The point of departure for this messy assembly is an attempt to change the world-ecological system based on the concept of unlimited economic growth. The artworks in the exhibition resonate with collective forces working on overcoming the paralysis of imagination related to this model’s inherent lack of consideration for socio-environmental costs and cycles. In particular, they correspond with disputes related to redesigning human organizations in ways that would end the ongoing creation and appropriation of what Jason W. Moore calls “cheap nature”: cheap labor power, cheap energy, cheap food, and cheap raw materials. Cheap nature functions in the exhibition as a metaphor for processes of extracting surplus value from the web of life and putting human and extra-human natures to unpaid or low-paid work.

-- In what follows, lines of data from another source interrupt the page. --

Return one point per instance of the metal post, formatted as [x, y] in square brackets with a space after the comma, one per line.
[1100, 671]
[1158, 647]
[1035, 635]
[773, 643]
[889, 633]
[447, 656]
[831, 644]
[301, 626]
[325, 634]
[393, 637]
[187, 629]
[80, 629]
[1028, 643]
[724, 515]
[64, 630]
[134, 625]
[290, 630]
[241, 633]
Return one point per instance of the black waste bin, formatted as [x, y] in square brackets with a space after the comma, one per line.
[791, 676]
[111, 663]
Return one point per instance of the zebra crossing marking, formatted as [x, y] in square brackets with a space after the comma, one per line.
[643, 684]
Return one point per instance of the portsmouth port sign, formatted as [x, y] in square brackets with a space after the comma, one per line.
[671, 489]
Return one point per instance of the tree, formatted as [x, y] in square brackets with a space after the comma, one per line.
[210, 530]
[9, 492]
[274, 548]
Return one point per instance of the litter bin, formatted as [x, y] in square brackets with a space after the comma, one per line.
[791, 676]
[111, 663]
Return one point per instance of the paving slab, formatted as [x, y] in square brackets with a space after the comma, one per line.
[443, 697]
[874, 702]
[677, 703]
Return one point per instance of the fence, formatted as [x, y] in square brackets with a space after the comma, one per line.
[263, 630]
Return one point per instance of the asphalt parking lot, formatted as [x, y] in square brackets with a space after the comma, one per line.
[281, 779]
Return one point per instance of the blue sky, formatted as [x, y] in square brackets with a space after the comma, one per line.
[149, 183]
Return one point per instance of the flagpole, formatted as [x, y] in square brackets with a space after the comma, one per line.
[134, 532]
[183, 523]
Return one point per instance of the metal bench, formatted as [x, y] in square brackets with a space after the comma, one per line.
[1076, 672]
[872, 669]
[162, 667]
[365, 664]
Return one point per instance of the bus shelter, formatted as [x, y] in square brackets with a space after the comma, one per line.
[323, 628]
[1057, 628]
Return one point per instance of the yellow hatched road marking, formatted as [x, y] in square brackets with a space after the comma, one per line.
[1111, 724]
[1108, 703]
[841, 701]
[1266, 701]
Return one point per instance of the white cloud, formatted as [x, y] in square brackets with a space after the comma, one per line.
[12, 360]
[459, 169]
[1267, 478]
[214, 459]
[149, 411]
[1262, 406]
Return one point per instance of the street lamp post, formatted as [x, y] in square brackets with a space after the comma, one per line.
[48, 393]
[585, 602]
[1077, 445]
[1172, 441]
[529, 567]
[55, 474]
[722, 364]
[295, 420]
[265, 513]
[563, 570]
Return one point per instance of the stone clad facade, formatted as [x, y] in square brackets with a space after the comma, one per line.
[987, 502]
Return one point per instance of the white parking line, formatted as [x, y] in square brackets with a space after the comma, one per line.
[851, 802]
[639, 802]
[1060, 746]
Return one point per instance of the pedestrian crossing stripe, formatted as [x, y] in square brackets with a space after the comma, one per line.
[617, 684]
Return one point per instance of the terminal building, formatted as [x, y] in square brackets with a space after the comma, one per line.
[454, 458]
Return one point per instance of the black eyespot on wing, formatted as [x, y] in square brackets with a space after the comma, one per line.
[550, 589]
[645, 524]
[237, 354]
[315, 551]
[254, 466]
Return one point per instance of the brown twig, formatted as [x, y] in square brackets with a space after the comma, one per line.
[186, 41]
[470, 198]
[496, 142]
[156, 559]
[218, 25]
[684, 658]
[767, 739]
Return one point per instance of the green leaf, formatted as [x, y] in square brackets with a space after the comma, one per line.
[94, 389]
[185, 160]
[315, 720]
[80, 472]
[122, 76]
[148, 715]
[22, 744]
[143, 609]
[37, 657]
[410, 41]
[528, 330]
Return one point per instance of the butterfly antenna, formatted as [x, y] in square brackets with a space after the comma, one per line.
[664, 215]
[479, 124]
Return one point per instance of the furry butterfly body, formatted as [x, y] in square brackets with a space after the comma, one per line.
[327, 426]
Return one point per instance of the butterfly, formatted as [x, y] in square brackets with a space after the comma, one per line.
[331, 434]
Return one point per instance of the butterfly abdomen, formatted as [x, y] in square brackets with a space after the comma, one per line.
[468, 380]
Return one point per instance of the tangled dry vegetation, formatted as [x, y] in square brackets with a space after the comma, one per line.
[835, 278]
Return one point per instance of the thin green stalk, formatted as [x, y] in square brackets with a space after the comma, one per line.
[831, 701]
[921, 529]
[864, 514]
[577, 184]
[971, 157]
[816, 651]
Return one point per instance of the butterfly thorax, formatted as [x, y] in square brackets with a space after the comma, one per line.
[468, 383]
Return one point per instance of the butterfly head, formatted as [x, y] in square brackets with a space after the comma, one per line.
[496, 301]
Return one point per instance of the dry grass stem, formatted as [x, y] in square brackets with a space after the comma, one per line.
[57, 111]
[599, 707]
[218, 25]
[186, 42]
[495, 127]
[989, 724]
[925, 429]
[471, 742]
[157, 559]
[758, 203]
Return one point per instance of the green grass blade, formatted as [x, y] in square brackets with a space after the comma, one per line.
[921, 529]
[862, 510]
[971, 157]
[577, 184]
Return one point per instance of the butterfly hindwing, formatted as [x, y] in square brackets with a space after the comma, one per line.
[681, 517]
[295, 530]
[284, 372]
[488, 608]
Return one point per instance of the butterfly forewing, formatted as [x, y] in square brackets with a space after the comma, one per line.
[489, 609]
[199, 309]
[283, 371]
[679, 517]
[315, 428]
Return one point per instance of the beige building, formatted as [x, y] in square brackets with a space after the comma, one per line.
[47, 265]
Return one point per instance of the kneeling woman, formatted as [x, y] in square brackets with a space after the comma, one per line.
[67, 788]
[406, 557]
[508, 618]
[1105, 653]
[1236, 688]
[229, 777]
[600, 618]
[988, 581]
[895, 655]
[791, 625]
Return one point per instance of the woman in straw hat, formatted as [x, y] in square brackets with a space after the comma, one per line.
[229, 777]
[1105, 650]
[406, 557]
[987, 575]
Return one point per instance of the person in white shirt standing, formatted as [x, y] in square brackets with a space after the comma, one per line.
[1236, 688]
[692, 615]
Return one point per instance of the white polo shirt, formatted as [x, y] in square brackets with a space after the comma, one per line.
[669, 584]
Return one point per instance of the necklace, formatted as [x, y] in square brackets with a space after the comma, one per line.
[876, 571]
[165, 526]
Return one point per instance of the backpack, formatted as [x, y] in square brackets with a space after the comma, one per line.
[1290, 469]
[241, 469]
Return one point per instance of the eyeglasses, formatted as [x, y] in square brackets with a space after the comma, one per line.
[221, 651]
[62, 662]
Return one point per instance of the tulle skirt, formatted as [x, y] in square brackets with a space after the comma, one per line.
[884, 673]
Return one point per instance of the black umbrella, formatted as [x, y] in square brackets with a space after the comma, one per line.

Trying to look critically at and beyond these toxic conditions of (re)production, the artists do not ground their practice in the quest for new, ideal, and utopian sites and ideas. They rather focus modestly on careful connecting, recycling, and thereby transforming a variety of already available tools, embodied knowledges, and resources, among which the experience of care work is particularly valuable. They approach complexity and interdependence of emergent patterns of environment-making by using different scales of perception and relating seemingly disparate fields of competence. While some explore and translate biomimicry and states of “becoming-animal, becoming-earth and becoming-machine,” others draw on legacies of indigenous habitats or the autonomous survival practices of global civil society. Against this backdrop emerge interconnected questions related to food production, waste, money, community, and whether the value of work can be reinvented.
Yet the common matter of concern for this constellation of artworks is care work. What if caregiving were liberated from patriarchy and the economy of “cheap nature”? Could it be done collectively for human and non-human communities in an expanded, decolonized household?
*The title is a quote from the poem “Celebrating our Freedom” by Chirikure Chirikure, performed in the film The Order of Things by Mona Vătămanu and Florin Tudor.